Bond Market Surrealism
All those problems would logically make the Eurozone a riskier bet for investors than the more stable U.S. After all, our economy has regained and surpassed its pre-2008 size, while Europe’s economy remains smaller than it was before Lehman Brothers collapsed. Yet a remarkable thing has been happening in Europe’s bond markets: yields have plummeted to common currency-era lows. As the chart below shows, the benchmark 10-year Eurozone yield has fallen below 1% in recent days, even as the Euro has also continued a sharp downward trend.
We have noted in other commentaries that low bond yields in other developed economic regions like the Eurozone and Japan have been a driving factor in keeping U.S. yields down. The 10-year Treasury yield currently sits around 2.4%. That is much lower than most market observers expected at the beginning of this year, but it’s fairly attractive when compared to the sub-1% levels elsewhere. Riskier assets normally trade at a positive spread to the risk-free rate, but in the Wonderland that is today’s credit markets that seemingly impregnable financial axiom stands on its head. And the Euro’s decline adds the variable of lower purchasing power to the mix. All this raises the question: why are Eurozone rates so low, and who is crazy enough to be buying?
Mario and the Banks
Much of the answer to that question has to do with the policy measures Draghi and the ECB have focused on up to now. The centerpiece of this policy is the ungainly acronym TLTRO, for “targeted long term refinancing operations”. Basically, these are series of ultra-cheap loans provided by the ECB to European banks, for the purpose of encouraging banks make their own loans, in turn, to European businesses.
But in reality, not much in the way of TLTRO funds have found their way into commercial lending markets. Rather, the banks have used the cheap loans to invest in European sovereign debt. Why is the Spanish 10-year benchmark yield virtually the same as the U.S. Treasury yield? Because Spanish banks have loaded up their balance sheets with Spanish government debt, locking in as pure profit the difference between the cheap TLTRO paper they borrow and the sovereign yields they purchase.
Time for QE, Euro Style?
This practice directly challenges the original logic of the TLTRO program. If European sovereign yields are unsustainable from a fundamental valuation perspective, and if most of this paper is concentrated on the balance sheets of European banks, a painful unwinding could follow. The betting among investors currently is that the ECB will take pre-emptive actions to forestall this outcome by implementing its own version of quantitative easing – buying bonds in the open market in the manner of the U.S. Fed, the Bank of England and the Bank of Japan.

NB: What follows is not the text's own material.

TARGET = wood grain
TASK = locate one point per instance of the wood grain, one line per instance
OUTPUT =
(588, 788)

A massive QE effort – and there is no guarantee that even Super Mario could jawbone this policy through the EU bureaucracy – would likely add to downward pressure on yields, at least in the near term. But the policy may not work. First, as already noted, rates are already low, and much lower than justified by the fundamentals. There may not be much tangible benefit to squeeze out of whatever additional bond buying can accomplish.
Second, European businesses do not rely on the bond market for their financing anywhere nearly as much as U.S. corporations do. QE has been a boon to U.S. enterprises, enabling them to raise money through bond issues at extremely low rates. In Europe, businesses borrow more from banks than from the bond market – and as we noted above, the banks have not been enthusiastic lenders since 2008.
There are fears in some corners that if European asset markets falter the contagion could spread elsewhere. That is possible, but in our opinion a more likely outcome in the near term would be the continued relative appeal of other markets, including the U.S. and perhaps the recently surging emerging markets. Investors need only look to Japan – the Nikkei 225 is still less than 40% of its peak value 25 years ago – to see what a prolonged freeze can do to portfolios. Mario Draghi, arguably more than anyone else at Jackson Hole, has his work cut out for him.